А еще странность рождается из времени. Находясь в 2008-м, рассказчик пытается разглядеть неверные черты своего 1988-го — но для нас обе эпохи уже относятся к прошлому, подернуты хронологической рябью, мы видим их сквозь мутное стекло. Обе временные точки выбраны чрезвычайно точно — в том смысле, что обе предельно размыты и нечетки; то и другое время: как оно выглядело? оно было про что? «В те годы здесь ничего толком не происходило, за исключением привоза газет и шелеста волн». Даже притом что по тексту разбросаны легко опознаваемые метки, обе эпохи, проживаемая и вспоминаемая, никак не сводятся к сувенирному набору стереотипов (и не объясняются им); они как прозрачные двери между чем-то и чем-то другим. «За окнами царила блаженная беспозвоночность — то были, как говорил д’Артаньян, времена меньшей свободы, но большей независимости. Сам год был объявлен в России годом снегиря».

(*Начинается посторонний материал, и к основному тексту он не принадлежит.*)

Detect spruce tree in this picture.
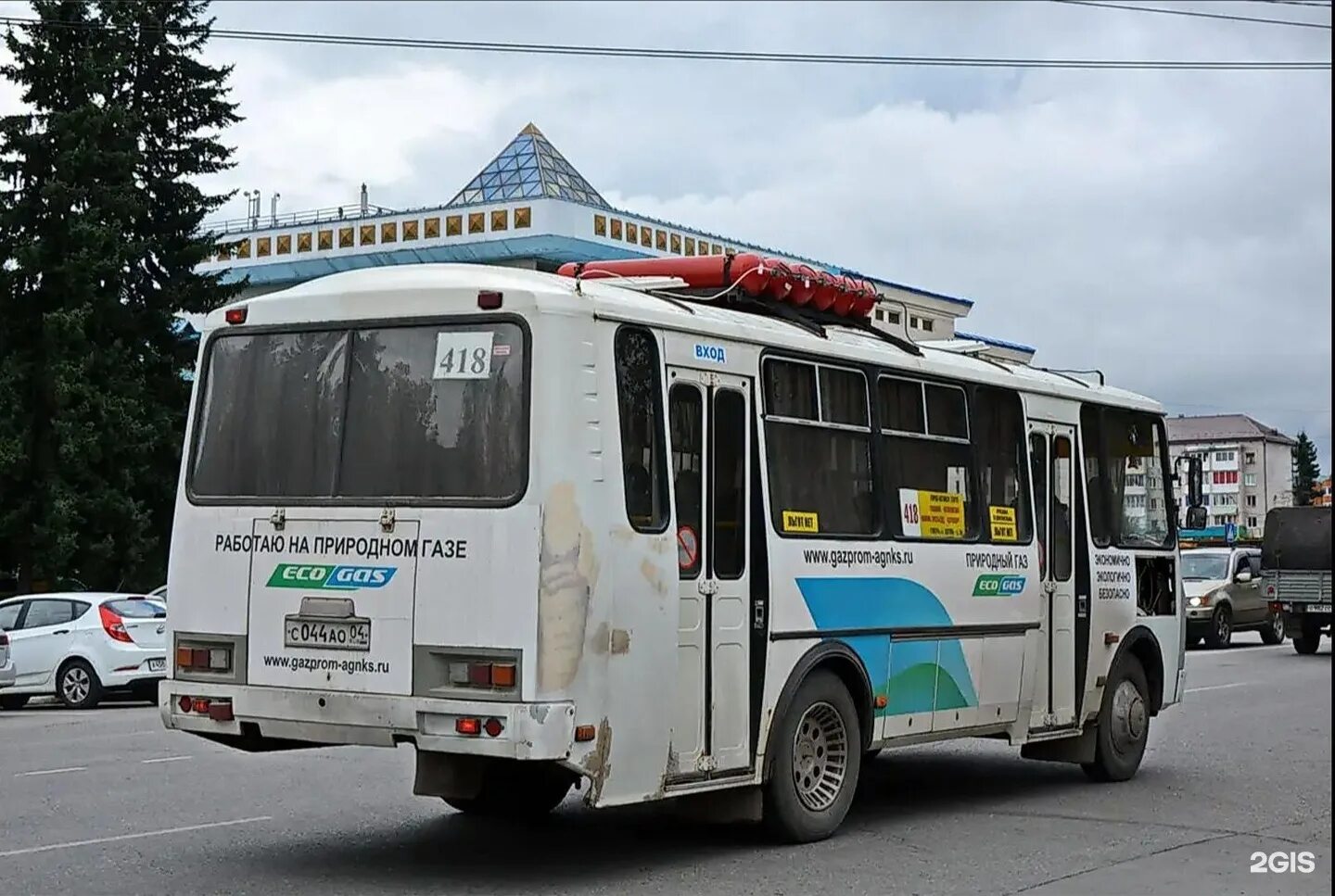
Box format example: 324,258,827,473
1293,432,1322,507
0,0,236,589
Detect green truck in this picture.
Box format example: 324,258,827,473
1260,507,1331,656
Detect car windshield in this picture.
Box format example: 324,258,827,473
103,598,167,619
1181,553,1228,581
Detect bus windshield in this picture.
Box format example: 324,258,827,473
189,322,528,502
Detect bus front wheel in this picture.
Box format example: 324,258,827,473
765,669,862,842
1081,655,1150,781
442,763,574,819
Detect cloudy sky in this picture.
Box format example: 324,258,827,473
0,1,1331,467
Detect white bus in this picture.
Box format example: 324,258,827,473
159,256,1199,841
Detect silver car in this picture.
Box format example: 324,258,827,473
1181,548,1284,648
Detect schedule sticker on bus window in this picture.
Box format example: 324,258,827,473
783,511,821,532
988,504,1020,541
433,329,497,380
900,488,964,538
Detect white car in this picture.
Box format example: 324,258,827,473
0,592,167,710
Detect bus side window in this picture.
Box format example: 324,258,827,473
973,386,1034,544
614,327,670,532
668,383,705,579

В какой-то момент рассказчик раскладывает перед собой черно-белые фотографии, сделанные его отцом,— и понимает, что картинки не столько показывают, сколько скрывают: «Его мысли и страсти остались для меня такой же тайной, как эти черно-белые кучи штамповок». Призрачность фотографического изображения — давно не новость, герой «Средней продолжительности» и сам изучал соответствующие источники («в них объяснялось про всякий пунктум и еще про то, что когда человек уходит с фотографии, то экспозиционная функция впервые одолевает культовую»), но тут случается еще один сбой: рассказчик не просто сталкивается с непостижимым чужим прошлым, в той же модальности существует для него и собственное настоящее. Диссоциация и остранение — не просто реакция на невозвратимое, это базовое отношение к тому, что лежит прямо перед глазами. Стратегия уклониста: даже когда жизнь проста, как маршрут электрички, наш лирический герой все время проскакивает нужную остановку. «Манера жить не вникая и уходить от ответа, не расслышав вопроса, никогда еще меня не подводила».

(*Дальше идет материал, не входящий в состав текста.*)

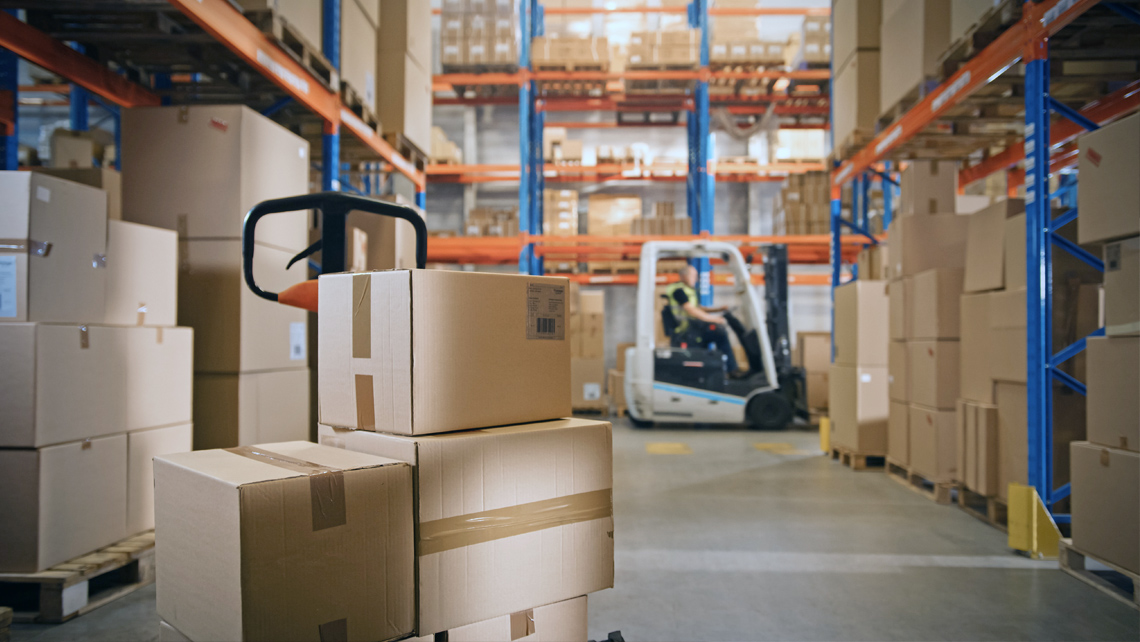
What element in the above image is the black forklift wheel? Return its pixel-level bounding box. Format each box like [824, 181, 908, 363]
[744, 392, 795, 430]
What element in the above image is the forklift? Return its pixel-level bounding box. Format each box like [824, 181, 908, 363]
[625, 241, 808, 430]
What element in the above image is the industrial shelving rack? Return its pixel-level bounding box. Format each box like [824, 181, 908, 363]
[831, 0, 1140, 544]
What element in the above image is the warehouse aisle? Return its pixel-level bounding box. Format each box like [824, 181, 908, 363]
[589, 421, 1140, 641]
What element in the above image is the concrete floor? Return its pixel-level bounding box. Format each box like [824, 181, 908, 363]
[13, 422, 1140, 642]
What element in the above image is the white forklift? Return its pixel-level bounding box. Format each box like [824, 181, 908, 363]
[625, 241, 807, 430]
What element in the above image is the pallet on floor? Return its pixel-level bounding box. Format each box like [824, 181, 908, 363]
[0, 530, 154, 624]
[831, 446, 887, 471]
[884, 457, 956, 504]
[1057, 539, 1140, 610]
[958, 485, 1009, 533]
[245, 9, 340, 91]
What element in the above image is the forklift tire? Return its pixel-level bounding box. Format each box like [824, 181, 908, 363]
[744, 392, 796, 430]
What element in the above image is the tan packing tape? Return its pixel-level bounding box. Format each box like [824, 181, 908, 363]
[417, 488, 613, 556]
[226, 446, 348, 531]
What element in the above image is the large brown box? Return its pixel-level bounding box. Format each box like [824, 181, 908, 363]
[317, 270, 570, 434]
[828, 365, 889, 455]
[122, 105, 311, 250]
[0, 323, 194, 448]
[0, 434, 128, 572]
[194, 367, 310, 450]
[154, 441, 415, 641]
[1085, 336, 1140, 450]
[1070, 441, 1140, 572]
[343, 418, 613, 635]
[178, 239, 308, 373]
[909, 268, 962, 339]
[0, 171, 107, 323]
[1077, 114, 1140, 244]
[834, 279, 889, 366]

Тут вот еще какая штука. Какую бы дистанцию к своему хронотопу ни выстраивал рассказчик, у меня, например, не получается относиться к этому времени — и этому тексту — отстраненно. И 1998-й, и 2008-й для меня — не историософские абстракции, и разбросанные по тексту опознавательные приметы — будь то очередь к ларьку «Союзпечати» или компакт-диск группы Antony And The Johnsons,— как нынче говорят, «откликаются». Да что там, к числу этих меток принадлежит сама авторская манера Семеляка (применявшаяся в ту пору именно что к описанию компакт-дисков). Все это вызывает рефлекторно-ностальгическую реакцию — «верните мой 2008-й!»,— но что-то мешает раствориться в этой волне. При множестве зацепок, в этом времени не за что зацепиться, вспоминая о нем, я будто слышу настойчиво повторяющийся сэмпл, который упорно на что-то намекает — но ничего не значит; или переживаю тревожный сон, из которого не можешь выбраться, еще менее его расшифровать. Оно как замок, к которому не сделали отмычки,— и текст эту странность транслирует. Достаточно сказать, что в Большом Гнездниковском, каким он был на той фотографии, соседствовали редакция журнала «Вопросы литературы» и магазин дизайнерских авосек. Выглядит слишком нарочито, как в детской считалке,— но ведь было? А было ли?